On May 26, Trump shared a tweet mocking presumptive Democratic presidential nominee Joe Biden for wearing a mask in public, then claimed he wasn’t criticizing him amid the ensuing backlash, then said he thought Biden wearing a mask was “unusual” and suggested a reporter was keeping their mask on because they wanted to be “politically correct.” Trump also had the largest, most public parts of next month’s Republican National Convention moved from Charlotte, North Carolina, to Jacksonville, Florida, after balking at the likelihood that attendees would be required to practice social distancing and wear masks in North Carolina.
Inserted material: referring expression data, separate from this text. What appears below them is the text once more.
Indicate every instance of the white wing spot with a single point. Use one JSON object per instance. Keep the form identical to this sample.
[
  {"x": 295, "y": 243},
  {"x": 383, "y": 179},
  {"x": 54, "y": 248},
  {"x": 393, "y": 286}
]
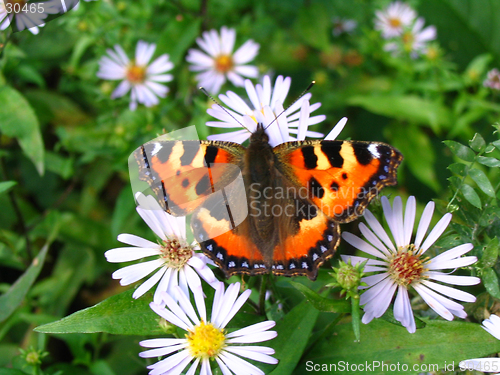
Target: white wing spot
[{"x": 157, "y": 149}]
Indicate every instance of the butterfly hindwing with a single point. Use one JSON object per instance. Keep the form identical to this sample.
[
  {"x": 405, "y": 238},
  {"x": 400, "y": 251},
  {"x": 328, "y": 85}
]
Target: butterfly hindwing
[{"x": 339, "y": 177}]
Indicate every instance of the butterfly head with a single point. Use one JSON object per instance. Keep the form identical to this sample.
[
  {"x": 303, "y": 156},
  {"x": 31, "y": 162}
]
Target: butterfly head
[{"x": 259, "y": 135}]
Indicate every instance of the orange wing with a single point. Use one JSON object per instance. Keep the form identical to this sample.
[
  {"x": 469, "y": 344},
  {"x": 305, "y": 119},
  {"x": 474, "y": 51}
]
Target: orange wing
[
  {"x": 182, "y": 174},
  {"x": 340, "y": 177}
]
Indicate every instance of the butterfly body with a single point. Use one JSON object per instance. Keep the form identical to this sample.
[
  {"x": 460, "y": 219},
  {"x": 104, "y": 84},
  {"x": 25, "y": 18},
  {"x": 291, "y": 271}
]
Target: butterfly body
[{"x": 284, "y": 216}]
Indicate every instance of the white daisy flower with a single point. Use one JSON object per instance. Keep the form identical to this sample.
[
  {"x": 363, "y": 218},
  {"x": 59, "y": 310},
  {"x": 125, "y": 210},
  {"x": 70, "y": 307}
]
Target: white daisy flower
[
  {"x": 492, "y": 326},
  {"x": 267, "y": 108},
  {"x": 218, "y": 61},
  {"x": 207, "y": 340},
  {"x": 404, "y": 265},
  {"x": 27, "y": 15},
  {"x": 176, "y": 263},
  {"x": 343, "y": 26},
  {"x": 493, "y": 79},
  {"x": 393, "y": 20},
  {"x": 137, "y": 75},
  {"x": 414, "y": 41}
]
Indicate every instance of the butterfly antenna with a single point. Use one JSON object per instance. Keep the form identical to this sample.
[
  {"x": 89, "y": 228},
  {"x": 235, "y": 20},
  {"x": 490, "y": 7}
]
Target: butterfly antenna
[
  {"x": 202, "y": 89},
  {"x": 295, "y": 101}
]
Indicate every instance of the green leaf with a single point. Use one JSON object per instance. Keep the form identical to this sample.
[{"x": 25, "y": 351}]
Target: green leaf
[
  {"x": 471, "y": 195},
  {"x": 477, "y": 143},
  {"x": 413, "y": 109},
  {"x": 119, "y": 314},
  {"x": 17, "y": 120},
  {"x": 15, "y": 295},
  {"x": 315, "y": 33},
  {"x": 6, "y": 185},
  {"x": 477, "y": 67},
  {"x": 490, "y": 282},
  {"x": 469, "y": 29},
  {"x": 488, "y": 161},
  {"x": 321, "y": 303},
  {"x": 457, "y": 168},
  {"x": 63, "y": 166},
  {"x": 461, "y": 151},
  {"x": 440, "y": 343},
  {"x": 11, "y": 371},
  {"x": 490, "y": 254},
  {"x": 482, "y": 181},
  {"x": 294, "y": 332},
  {"x": 419, "y": 153}
]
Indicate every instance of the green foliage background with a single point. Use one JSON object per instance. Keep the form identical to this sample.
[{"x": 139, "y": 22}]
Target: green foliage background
[{"x": 65, "y": 194}]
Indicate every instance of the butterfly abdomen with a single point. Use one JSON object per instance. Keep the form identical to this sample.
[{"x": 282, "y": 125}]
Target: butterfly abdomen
[{"x": 260, "y": 182}]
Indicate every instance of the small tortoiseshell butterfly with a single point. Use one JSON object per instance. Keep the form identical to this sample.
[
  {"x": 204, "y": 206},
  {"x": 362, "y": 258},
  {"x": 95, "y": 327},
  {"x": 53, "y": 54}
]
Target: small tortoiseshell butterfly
[{"x": 285, "y": 217}]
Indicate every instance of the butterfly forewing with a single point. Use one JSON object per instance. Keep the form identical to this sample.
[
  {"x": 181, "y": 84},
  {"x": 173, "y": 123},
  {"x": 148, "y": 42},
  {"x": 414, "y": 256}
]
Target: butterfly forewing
[{"x": 339, "y": 177}]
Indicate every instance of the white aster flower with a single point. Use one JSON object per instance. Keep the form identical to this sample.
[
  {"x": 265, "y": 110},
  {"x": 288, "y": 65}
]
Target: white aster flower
[
  {"x": 404, "y": 265},
  {"x": 137, "y": 75},
  {"x": 207, "y": 340},
  {"x": 266, "y": 108},
  {"x": 492, "y": 326},
  {"x": 176, "y": 263},
  {"x": 27, "y": 15},
  {"x": 393, "y": 20},
  {"x": 343, "y": 26},
  {"x": 218, "y": 61},
  {"x": 414, "y": 41}
]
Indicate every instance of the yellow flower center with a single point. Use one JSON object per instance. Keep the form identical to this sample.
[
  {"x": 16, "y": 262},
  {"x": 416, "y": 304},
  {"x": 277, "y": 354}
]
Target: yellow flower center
[
  {"x": 205, "y": 341},
  {"x": 408, "y": 39},
  {"x": 406, "y": 267},
  {"x": 395, "y": 22},
  {"x": 175, "y": 254},
  {"x": 223, "y": 63},
  {"x": 136, "y": 74}
]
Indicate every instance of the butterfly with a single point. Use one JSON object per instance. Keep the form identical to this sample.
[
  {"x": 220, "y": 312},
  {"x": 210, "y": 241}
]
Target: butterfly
[{"x": 260, "y": 209}]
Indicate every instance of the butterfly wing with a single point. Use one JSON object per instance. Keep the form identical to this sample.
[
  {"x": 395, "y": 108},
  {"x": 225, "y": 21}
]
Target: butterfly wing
[
  {"x": 339, "y": 177},
  {"x": 308, "y": 239},
  {"x": 182, "y": 174}
]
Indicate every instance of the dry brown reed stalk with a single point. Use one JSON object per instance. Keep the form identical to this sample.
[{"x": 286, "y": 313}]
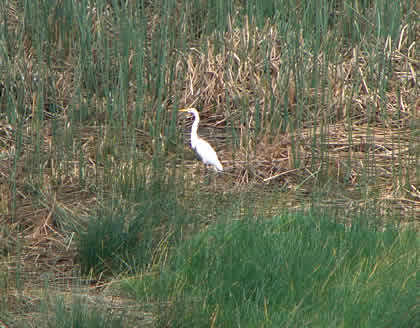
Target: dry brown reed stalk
[{"x": 220, "y": 80}]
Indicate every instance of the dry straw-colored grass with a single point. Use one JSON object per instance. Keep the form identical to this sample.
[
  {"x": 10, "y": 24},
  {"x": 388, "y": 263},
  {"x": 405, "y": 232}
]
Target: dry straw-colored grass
[{"x": 355, "y": 146}]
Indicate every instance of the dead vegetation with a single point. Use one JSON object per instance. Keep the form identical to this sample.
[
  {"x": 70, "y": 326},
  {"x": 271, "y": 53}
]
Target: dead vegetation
[{"x": 345, "y": 132}]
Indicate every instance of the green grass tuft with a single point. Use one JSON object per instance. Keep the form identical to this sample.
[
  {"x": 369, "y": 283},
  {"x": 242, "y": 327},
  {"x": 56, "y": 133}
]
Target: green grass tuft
[{"x": 293, "y": 270}]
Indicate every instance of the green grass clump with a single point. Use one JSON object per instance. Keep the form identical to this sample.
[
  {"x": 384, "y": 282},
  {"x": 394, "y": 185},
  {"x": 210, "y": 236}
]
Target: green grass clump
[
  {"x": 81, "y": 316},
  {"x": 290, "y": 271}
]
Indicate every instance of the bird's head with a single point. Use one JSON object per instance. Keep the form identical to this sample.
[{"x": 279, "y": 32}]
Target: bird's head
[{"x": 190, "y": 110}]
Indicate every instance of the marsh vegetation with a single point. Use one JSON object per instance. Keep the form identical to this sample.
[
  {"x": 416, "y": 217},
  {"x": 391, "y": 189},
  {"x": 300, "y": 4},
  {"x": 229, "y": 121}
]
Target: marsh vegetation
[{"x": 107, "y": 219}]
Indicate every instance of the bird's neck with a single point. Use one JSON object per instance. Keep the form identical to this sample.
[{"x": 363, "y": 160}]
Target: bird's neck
[{"x": 194, "y": 131}]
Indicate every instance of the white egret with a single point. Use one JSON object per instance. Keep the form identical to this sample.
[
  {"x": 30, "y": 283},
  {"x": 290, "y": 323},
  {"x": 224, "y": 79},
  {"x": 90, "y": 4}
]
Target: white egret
[{"x": 201, "y": 146}]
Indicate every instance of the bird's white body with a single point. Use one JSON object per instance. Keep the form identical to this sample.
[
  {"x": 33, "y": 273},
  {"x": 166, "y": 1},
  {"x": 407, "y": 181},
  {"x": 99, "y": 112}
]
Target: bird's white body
[{"x": 201, "y": 146}]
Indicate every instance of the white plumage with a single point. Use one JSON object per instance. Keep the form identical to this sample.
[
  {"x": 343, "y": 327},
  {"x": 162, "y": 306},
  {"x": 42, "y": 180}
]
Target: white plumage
[{"x": 201, "y": 146}]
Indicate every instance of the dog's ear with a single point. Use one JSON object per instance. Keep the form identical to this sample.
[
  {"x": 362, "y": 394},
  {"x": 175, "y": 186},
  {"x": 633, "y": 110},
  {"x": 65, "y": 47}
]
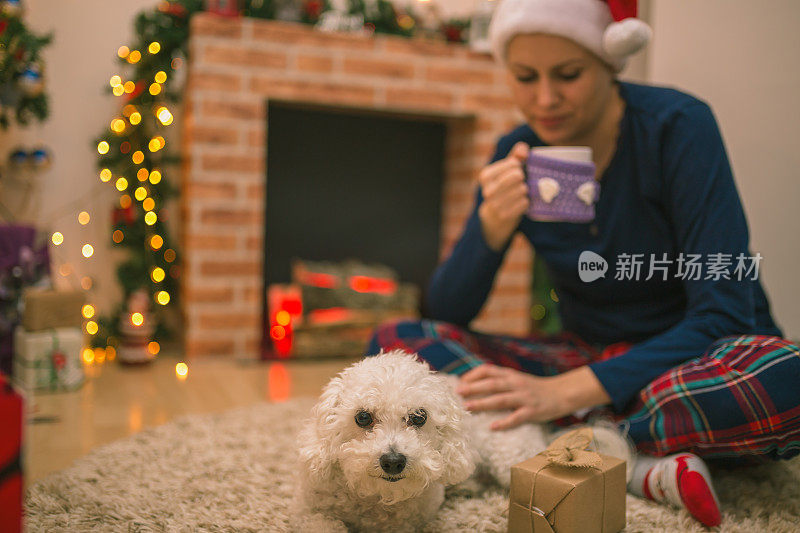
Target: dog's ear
[
  {"x": 317, "y": 440},
  {"x": 458, "y": 456}
]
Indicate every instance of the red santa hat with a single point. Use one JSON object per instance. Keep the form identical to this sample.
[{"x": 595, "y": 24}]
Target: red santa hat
[{"x": 608, "y": 28}]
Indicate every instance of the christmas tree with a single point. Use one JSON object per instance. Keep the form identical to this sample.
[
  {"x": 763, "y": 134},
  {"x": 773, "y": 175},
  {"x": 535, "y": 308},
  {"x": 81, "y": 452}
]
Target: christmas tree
[{"x": 22, "y": 96}]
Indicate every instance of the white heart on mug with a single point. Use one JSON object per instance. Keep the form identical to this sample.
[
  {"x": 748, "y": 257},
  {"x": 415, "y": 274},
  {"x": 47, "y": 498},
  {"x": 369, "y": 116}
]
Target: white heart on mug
[
  {"x": 586, "y": 192},
  {"x": 548, "y": 189}
]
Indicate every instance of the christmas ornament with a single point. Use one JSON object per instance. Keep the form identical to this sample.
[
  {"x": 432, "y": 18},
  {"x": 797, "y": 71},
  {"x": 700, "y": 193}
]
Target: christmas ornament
[
  {"x": 123, "y": 215},
  {"x": 172, "y": 8},
  {"x": 18, "y": 158},
  {"x": 429, "y": 20},
  {"x": 137, "y": 90},
  {"x": 225, "y": 8},
  {"x": 137, "y": 331},
  {"x": 40, "y": 158},
  {"x": 455, "y": 30},
  {"x": 479, "y": 26},
  {"x": 12, "y": 8},
  {"x": 9, "y": 95},
  {"x": 338, "y": 21},
  {"x": 31, "y": 81},
  {"x": 288, "y": 10}
]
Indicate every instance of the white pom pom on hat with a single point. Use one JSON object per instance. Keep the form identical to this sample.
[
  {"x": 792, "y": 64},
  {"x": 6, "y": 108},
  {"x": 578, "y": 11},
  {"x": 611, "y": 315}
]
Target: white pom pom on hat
[{"x": 608, "y": 28}]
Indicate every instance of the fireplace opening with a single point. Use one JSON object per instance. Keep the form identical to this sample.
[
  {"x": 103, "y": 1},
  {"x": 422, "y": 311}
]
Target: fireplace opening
[{"x": 352, "y": 224}]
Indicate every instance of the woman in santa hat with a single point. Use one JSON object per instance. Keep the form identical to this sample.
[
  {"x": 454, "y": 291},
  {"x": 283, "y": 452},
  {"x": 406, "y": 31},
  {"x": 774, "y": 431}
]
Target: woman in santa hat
[{"x": 688, "y": 366}]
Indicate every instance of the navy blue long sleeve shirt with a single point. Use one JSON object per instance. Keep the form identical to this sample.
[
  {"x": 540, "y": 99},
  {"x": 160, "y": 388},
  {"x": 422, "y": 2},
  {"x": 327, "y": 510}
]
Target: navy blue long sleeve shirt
[{"x": 669, "y": 190}]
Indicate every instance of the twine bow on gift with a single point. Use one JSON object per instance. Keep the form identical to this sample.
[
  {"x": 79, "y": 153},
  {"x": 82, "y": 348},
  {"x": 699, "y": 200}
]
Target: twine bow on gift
[{"x": 570, "y": 450}]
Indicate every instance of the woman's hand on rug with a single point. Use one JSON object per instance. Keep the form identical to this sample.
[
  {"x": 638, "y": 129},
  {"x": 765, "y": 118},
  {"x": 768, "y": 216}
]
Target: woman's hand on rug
[{"x": 530, "y": 398}]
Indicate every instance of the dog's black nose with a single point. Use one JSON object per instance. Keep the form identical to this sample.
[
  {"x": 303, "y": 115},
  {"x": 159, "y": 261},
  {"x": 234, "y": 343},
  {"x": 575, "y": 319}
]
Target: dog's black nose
[{"x": 393, "y": 463}]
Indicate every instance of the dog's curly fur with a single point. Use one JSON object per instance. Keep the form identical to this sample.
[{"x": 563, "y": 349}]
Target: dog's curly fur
[{"x": 342, "y": 484}]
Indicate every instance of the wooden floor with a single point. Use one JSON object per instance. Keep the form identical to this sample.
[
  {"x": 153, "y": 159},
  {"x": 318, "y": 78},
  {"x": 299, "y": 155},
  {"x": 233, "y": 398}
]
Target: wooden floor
[{"x": 117, "y": 401}]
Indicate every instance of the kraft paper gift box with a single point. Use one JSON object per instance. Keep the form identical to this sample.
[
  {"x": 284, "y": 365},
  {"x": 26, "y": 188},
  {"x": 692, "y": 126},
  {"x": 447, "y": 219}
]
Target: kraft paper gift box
[
  {"x": 48, "y": 360},
  {"x": 46, "y": 309},
  {"x": 567, "y": 489}
]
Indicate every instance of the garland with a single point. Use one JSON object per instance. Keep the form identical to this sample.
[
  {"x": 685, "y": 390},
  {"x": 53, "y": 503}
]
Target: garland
[{"x": 22, "y": 95}]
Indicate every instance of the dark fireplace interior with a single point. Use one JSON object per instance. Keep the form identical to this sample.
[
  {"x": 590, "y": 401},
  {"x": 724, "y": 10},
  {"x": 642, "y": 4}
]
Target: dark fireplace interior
[{"x": 348, "y": 184}]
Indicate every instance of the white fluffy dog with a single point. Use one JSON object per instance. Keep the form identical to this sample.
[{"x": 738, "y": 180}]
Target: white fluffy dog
[{"x": 386, "y": 437}]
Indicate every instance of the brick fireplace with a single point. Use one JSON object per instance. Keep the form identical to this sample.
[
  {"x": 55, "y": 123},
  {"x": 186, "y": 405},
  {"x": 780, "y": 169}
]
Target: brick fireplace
[{"x": 236, "y": 66}]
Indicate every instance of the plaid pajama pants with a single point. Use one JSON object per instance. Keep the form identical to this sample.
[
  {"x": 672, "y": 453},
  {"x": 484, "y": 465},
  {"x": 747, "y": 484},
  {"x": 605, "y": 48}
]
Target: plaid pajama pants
[{"x": 739, "y": 401}]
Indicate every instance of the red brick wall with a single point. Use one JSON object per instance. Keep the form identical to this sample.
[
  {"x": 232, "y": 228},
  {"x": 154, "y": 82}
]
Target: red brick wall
[{"x": 235, "y": 66}]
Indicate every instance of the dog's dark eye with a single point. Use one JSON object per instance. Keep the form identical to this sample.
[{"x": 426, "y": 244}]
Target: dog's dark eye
[
  {"x": 417, "y": 418},
  {"x": 363, "y": 419}
]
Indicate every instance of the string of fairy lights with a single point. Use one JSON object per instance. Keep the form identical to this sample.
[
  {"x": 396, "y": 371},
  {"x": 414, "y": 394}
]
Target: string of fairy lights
[{"x": 130, "y": 163}]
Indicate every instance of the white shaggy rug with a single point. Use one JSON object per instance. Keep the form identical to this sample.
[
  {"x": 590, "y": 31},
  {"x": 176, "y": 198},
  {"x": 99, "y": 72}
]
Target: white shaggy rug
[{"x": 234, "y": 472}]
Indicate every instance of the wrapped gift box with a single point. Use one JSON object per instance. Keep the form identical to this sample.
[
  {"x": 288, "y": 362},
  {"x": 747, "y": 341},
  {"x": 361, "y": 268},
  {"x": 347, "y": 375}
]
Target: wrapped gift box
[
  {"x": 47, "y": 309},
  {"x": 48, "y": 360},
  {"x": 11, "y": 419},
  {"x": 568, "y": 490}
]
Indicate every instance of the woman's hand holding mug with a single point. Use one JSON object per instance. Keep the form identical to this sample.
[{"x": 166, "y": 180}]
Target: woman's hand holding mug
[{"x": 505, "y": 196}]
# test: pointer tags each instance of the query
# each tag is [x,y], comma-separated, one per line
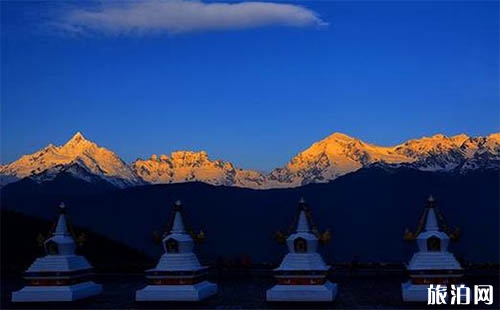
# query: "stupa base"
[418,292]
[57,293]
[194,292]
[302,293]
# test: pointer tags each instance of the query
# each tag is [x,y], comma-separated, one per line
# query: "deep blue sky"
[383,72]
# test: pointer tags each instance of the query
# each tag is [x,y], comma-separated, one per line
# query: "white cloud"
[180,16]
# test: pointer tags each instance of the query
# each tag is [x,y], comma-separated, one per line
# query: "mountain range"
[324,161]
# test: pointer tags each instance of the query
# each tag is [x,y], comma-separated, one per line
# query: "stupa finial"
[62,208]
[303,223]
[431,201]
[302,204]
[178,205]
[61,226]
[178,224]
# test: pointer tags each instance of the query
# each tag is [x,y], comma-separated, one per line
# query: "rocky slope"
[78,157]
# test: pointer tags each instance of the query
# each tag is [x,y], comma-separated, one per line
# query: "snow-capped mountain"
[334,156]
[78,157]
[186,166]
[339,154]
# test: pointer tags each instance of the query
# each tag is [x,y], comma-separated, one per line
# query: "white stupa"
[432,264]
[178,275]
[302,274]
[61,275]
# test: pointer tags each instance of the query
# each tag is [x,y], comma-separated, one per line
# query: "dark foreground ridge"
[366,211]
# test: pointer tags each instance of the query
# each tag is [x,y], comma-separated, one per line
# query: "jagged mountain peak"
[52,160]
[325,160]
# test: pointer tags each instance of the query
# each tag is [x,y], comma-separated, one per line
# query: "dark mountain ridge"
[367,212]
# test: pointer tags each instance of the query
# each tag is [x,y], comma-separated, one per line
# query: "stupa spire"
[62,226]
[431,222]
[60,275]
[178,276]
[302,223]
[178,224]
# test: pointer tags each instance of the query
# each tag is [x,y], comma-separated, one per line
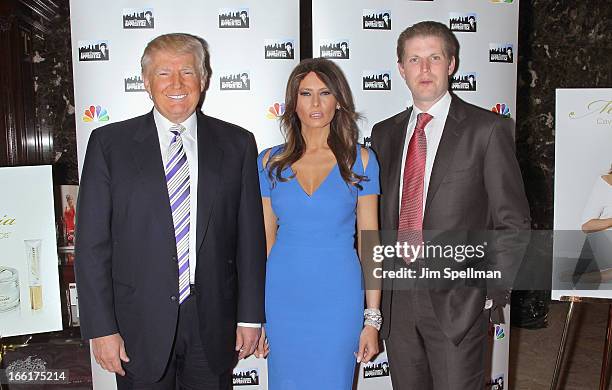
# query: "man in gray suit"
[446,165]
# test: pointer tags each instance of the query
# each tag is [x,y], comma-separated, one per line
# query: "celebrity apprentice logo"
[133,84]
[502,109]
[275,111]
[376,19]
[462,22]
[376,81]
[377,370]
[234,18]
[496,383]
[138,18]
[464,82]
[279,49]
[93,50]
[235,82]
[499,333]
[245,378]
[501,52]
[335,49]
[95,114]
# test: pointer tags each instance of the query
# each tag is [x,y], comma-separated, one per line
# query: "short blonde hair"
[178,43]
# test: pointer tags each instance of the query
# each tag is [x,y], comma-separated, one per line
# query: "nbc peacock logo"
[96,114]
[502,109]
[275,111]
[499,333]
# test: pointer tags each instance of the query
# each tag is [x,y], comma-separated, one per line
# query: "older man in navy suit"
[170,251]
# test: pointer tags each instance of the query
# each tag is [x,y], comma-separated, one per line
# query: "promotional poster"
[29,280]
[583,193]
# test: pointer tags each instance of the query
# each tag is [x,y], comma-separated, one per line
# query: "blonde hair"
[178,43]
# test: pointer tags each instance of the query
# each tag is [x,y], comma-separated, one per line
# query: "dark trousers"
[188,367]
[421,357]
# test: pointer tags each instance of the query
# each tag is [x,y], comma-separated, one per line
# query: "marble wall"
[562,44]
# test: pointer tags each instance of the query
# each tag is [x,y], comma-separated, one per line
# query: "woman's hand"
[263,347]
[368,344]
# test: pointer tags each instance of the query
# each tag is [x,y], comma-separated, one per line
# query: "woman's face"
[316,105]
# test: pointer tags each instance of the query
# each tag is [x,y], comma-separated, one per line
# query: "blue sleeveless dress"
[314,294]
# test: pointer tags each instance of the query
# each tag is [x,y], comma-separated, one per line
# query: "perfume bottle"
[33,258]
[9,289]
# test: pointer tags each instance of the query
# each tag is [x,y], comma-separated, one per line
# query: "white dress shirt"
[433,134]
[190,145]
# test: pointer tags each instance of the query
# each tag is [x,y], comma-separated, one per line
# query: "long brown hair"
[343,133]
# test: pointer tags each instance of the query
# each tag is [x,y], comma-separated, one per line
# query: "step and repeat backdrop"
[361,37]
[255,45]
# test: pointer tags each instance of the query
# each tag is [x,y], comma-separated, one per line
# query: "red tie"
[411,211]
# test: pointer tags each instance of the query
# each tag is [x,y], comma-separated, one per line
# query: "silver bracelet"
[373,318]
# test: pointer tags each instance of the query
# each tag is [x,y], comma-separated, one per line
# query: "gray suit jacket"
[475,185]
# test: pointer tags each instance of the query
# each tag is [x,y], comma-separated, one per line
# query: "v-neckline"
[320,184]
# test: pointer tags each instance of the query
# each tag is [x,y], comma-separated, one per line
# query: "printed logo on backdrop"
[499,333]
[279,49]
[93,50]
[377,370]
[464,82]
[600,109]
[496,383]
[462,22]
[96,114]
[275,111]
[234,18]
[501,52]
[239,81]
[502,109]
[376,19]
[376,80]
[138,18]
[245,378]
[133,84]
[334,49]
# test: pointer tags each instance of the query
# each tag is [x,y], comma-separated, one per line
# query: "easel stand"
[605,363]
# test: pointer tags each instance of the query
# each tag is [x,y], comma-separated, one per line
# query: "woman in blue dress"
[316,189]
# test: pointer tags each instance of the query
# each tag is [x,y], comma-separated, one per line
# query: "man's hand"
[109,352]
[246,340]
[263,348]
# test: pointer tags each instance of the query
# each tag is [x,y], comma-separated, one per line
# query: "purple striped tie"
[177,178]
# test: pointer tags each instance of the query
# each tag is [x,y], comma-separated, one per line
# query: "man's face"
[425,68]
[174,83]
But that decision has already backfired now that Jacksonville has mandated mask-wearing amid Florida’s uncontrolled coronavirus outbreak.
Ahead of Saturday, Trump has not personally encouraged the use of masks on social media and has not required them at his ill-advised indoor events during the pandemic — even after members of his administration, campaign staff, and the Secret Service have tested positive for COVID-19. The president has also reportedly told advisers that promoting mask use would counteract his and his administration’s efforts to downplay the threat of the pandemic and talk up the reopening of the country — which so far has been a disastrous failure. On Friday, Politico reported that social distancing and mask-wearing have not been practiced in the Trump campaign’s headquarters either, with one staffer commenting that, “You get made fun of, if you wear a mask — there’s social pressure not to do it.”
And Trump’s son, Donald Jr., has shared a meme on social media ridiculing the effectiveness of wearing a mask. (He is currently in self-quarantine after his girlfriend, Kimberly Guilfoyle, recently tested positive for COVID-19.)
On Friday, Trump said he would wear a mask during his visit to Walter Reed, following weeks of intensifying criticism and calls for him to don a mask not just from public health officials, but from his advisors, Republican leaders, and even hosts on Fox News. The pressure worked, though Trump only conceded that it was a good idea for him to wear a mask because he would be inside a hospital — thus downplaying the effectiveness and importance of masks in other circumstances.
Hopefully, the sight of the Maskophobe-in-Chief wearing a mask will now convince more Americans, and more Trump supporters in particular, to drop their own resistance. That would surely save lives. Some members of the Trump campaign, meanwhile, seem to think that the president’s new mask will also boost his struggling reelection bid:
But when it comes to selling any newfound seriousness from Trump about the pandemic, the president and his campaign only have 115 days to convince voters to forget what they’ve seen over the last 99. Whatever happens, the good news is that at long last, Donald Trump has become the kind of president who can be pressured into following basic CDC guidelines, inside a veterans hospital, more than three months late, amid a historic and destabilizing public-health crisis for which there is no end in sight.